FORECASTING INDONESIA COMPOSITE INDEX USING HYBRID AUTOREGRESSIVE INTEGRATED MOVING AVERAGE-DOUBLE RANDOM FOREST MODEL

  • Andika Putri Ratnasari Department of Mathematics Education, Faculty of Mathematics and Natural Sciences, Universitas Negeri Yogyakarta, Indonesia https://orcid.org/0009-0000-0415-8065
  • Luthfia Hanun Yuli Arini Department of Mathematics Education, Faculty of Mathematics and Natural Sciences, Universitas Negeri Yogyakarta, Indonesia https://orcid.org/0009-0004-3680-9677
Keywords: ARIMA, Double random forest, Forecast, Hybrid model, Time series

Abstract

Modeling time series data using autoregressive integrated moving average (ARIMA) has been widely discussed. However, this has limitations in that it can only handle linear data.
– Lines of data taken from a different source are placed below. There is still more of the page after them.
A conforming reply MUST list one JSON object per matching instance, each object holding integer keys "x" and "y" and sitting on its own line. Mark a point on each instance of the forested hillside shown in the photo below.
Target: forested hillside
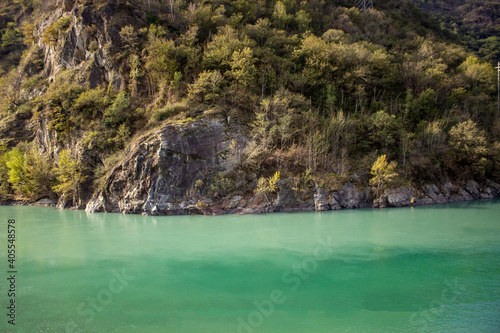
{"x": 316, "y": 91}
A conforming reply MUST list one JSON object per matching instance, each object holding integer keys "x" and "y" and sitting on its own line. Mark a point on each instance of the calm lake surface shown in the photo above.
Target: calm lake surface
{"x": 423, "y": 269}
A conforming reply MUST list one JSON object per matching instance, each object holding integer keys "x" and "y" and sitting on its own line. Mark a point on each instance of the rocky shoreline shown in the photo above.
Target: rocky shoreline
{"x": 286, "y": 200}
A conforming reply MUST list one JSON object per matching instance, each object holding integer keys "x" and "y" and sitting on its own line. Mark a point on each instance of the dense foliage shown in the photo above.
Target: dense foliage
{"x": 319, "y": 87}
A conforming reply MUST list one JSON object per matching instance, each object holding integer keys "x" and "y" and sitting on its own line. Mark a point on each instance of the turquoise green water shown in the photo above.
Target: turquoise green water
{"x": 424, "y": 269}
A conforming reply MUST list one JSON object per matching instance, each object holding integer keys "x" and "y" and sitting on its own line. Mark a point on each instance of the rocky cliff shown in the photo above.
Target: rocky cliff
{"x": 161, "y": 174}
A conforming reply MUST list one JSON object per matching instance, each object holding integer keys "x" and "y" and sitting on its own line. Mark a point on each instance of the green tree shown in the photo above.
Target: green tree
{"x": 382, "y": 173}
{"x": 69, "y": 176}
{"x": 16, "y": 169}
{"x": 469, "y": 145}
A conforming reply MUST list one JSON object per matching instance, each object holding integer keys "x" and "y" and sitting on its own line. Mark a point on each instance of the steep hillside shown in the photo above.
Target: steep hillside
{"x": 475, "y": 23}
{"x": 212, "y": 106}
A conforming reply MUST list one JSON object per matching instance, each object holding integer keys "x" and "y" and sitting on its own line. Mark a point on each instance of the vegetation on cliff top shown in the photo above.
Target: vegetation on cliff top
{"x": 319, "y": 87}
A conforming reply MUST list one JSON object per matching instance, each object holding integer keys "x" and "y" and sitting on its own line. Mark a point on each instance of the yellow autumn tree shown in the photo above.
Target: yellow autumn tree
{"x": 69, "y": 176}
{"x": 382, "y": 172}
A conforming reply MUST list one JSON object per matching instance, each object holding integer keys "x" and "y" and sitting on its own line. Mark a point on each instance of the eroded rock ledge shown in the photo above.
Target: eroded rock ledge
{"x": 159, "y": 175}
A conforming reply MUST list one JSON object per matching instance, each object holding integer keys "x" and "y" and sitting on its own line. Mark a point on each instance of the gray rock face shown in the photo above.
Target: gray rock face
{"x": 398, "y": 197}
{"x": 158, "y": 174}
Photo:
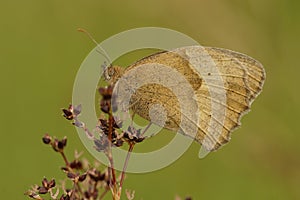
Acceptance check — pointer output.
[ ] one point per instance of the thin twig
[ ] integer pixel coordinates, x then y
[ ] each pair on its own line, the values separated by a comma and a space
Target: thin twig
131, 145
104, 193
65, 158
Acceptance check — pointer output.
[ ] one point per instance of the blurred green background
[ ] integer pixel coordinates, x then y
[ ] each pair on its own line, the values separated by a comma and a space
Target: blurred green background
41, 52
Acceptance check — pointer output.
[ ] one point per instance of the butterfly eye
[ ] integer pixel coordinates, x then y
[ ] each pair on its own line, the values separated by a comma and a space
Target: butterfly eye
108, 71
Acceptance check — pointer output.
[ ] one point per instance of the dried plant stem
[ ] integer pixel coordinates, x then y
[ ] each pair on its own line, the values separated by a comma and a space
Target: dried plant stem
103, 194
109, 153
65, 158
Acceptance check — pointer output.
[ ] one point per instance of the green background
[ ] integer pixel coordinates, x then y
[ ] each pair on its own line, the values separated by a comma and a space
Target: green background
41, 52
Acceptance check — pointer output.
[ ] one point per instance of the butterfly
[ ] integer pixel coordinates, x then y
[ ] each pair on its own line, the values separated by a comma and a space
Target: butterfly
204, 91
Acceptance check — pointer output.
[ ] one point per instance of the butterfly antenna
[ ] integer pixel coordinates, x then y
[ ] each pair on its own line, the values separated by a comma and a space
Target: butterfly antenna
100, 49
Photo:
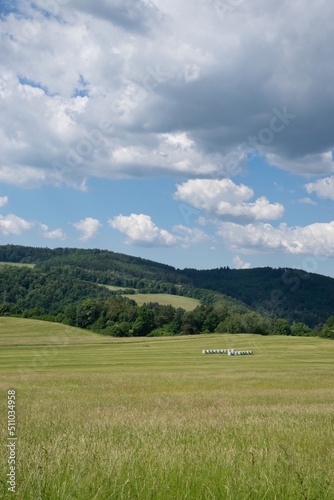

Machine learning is one of the alternative approaches that can solve this limitation since this method can handle nonlinear cases. Double random forest (DRF) is considered a supervised learning method that can solve regression problems. This research provides a novel hybrid forecasting framework combining ARIMA and DRF, designed to model both linear and nonlinear behaviors, and provide more accurate predictions for volatile financial data like the Indonesia Composite Index (ICI). Previous studies have not examined the performance of the hybrid ARIMA-DRF model. In this study, the performance of ARIMA, DRF, and the hybrid ARIMA-DRF models is compared using ICI data obtained from Bank Indonesia’s website. ICI has nonstationary and nonlinear characteristics. This made the ICI data suitable to be modeled using the hybrid ARIMA-DRF model. The comparison results indicate that the hybrid ARIMA-DRF model outperforms the independent ARIMA and DRF models, with a value of its mean absolute percentage error is 4.17%. Therefore, forecasting the future value of ICI data was done by using a hybrid ARIMA-DRF model with forecasting periods from October 2023 to September 2024. The forecasting results show that ICI values fluctuate over the forecasting periods, hence the authority might use the pattern to predict the ICI behaviors and take further decisions. While the forecasting results offer valuable insights for decision-making, this study has limitations as it does not incorporate external macroeconomic variables that may influence ICI behavior.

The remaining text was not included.